The usual pattern for flu is that it travels around the world, causing seasonal outbreaks – it usually comes from Australia and Asia and then migrates up to the UK. This means we can generally tell what type of flu is going to hit us in winter, and design that season’s vaccine accordingly.

“People are going to be more susceptible to flu”

“Because of all these protections we’ve had in place, the occurrence of flu has been really, really low for the past 18 months now,” says Gaunt. “Because the detection of flu has been so low, it’s very difficult to predict at this point, in terms of which flu strain becomes predominant in the coming respiratory season.”

This unpredictability is coupled with the lack of natural exposure to flu among the population. “The immune response is going to be dropped compared to where it usually is, which means that on average across the population, people are going to be more susceptible to flu.”

On average, a typical adult will become infected with flu every five years, so the jury’s out on whether an 18-month hiatus will have a significant impact.

“Given the current status of immunological naivety in the population, we can expect winter to be particularly bad when multiple factors come together for different viruses,” says Gaunt. “It’s quite possible we will be hit with different respiratory viruses at different times, but we always expect winter to be bad.”

There is no reason for parents to panic, or anyone to ditch vital coronavirus restrictions still in place. “We won’t know for sure until we actually see how all this plays out,” Byram W Bridle, a viral immunologist at the University of Guelph in Canada, told the Observer in May.

The long-term impact of the habits we’ve formed during lockdown are unknown, and many trends may have been better for our health: spending more time outdoors, increased pet ownership, and the rise in home cooking and gardening, for example.

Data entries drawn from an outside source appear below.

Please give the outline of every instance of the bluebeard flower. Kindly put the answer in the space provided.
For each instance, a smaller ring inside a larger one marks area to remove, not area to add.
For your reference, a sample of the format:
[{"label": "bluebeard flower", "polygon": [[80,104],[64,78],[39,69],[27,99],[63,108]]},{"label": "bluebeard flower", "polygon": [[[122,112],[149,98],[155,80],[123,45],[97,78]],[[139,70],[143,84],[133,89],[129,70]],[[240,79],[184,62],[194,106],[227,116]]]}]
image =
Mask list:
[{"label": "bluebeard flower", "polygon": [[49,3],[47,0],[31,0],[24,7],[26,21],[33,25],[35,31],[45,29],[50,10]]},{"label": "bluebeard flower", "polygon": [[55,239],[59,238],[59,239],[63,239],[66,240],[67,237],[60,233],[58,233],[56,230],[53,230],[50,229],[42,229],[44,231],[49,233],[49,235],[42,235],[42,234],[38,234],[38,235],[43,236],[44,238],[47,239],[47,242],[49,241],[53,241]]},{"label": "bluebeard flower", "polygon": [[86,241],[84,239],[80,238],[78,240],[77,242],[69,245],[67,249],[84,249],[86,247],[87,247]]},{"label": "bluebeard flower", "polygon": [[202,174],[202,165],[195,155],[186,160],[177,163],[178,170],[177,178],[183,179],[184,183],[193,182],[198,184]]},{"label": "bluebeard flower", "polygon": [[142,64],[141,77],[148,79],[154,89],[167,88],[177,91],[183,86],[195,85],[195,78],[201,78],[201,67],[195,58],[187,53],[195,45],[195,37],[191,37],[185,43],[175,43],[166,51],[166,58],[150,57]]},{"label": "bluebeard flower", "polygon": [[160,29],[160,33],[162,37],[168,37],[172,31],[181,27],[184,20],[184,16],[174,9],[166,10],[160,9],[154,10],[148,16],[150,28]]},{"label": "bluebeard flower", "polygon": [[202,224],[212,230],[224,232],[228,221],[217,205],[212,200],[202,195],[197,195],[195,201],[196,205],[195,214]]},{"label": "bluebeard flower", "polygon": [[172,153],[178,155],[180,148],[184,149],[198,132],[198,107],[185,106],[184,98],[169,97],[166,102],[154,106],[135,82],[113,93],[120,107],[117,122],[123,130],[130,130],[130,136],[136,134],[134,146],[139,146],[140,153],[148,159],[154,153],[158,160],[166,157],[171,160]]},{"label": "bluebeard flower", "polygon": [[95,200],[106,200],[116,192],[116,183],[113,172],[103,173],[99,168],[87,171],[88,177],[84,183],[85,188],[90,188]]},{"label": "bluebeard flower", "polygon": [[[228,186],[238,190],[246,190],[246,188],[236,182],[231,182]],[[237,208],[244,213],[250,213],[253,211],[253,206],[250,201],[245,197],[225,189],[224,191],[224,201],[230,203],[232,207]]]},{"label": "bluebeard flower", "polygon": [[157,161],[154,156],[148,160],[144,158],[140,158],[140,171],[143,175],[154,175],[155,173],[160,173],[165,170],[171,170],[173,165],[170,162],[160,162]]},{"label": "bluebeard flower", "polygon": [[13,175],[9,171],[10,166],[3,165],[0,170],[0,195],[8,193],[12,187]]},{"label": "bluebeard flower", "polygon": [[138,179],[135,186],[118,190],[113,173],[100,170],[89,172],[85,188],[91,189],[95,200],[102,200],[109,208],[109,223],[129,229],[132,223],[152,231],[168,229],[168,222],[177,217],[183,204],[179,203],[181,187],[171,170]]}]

We also do not know how long certain habits we have formed will persist beyond the pandemic.

“There is a huge cultural change in our behaviour”

Dr Tariq isn’t taking any chances though. She decided to take both her children to be vaccinated against chicken pox, concerned they would no longer encounter it in the new Covid-19 world.

“My worry is if they don’t get chicken pox as children and they get it as adults, it’s an extremely serious illness and can be life threatening,” she says. “Pre-Covid, I would’ve just presumed they’d catch chicken pox at nursery.”

She believes Covid-19 is bringing about a “huge cultural change” in our behaviour. “Who knows? We may well be social distancing for a long time – everyone’s using hand sanitiser in a way no one was prior to 2020, the adults at nursery are masking,” she says. “And at the vaguest sign of any illness, a child is sent home.

“I don’t know if the next few years will pan out in the same way in terms of their [my children’s] exposure to viruses as they would’ve done before. That’s a weird side effect of Covid.”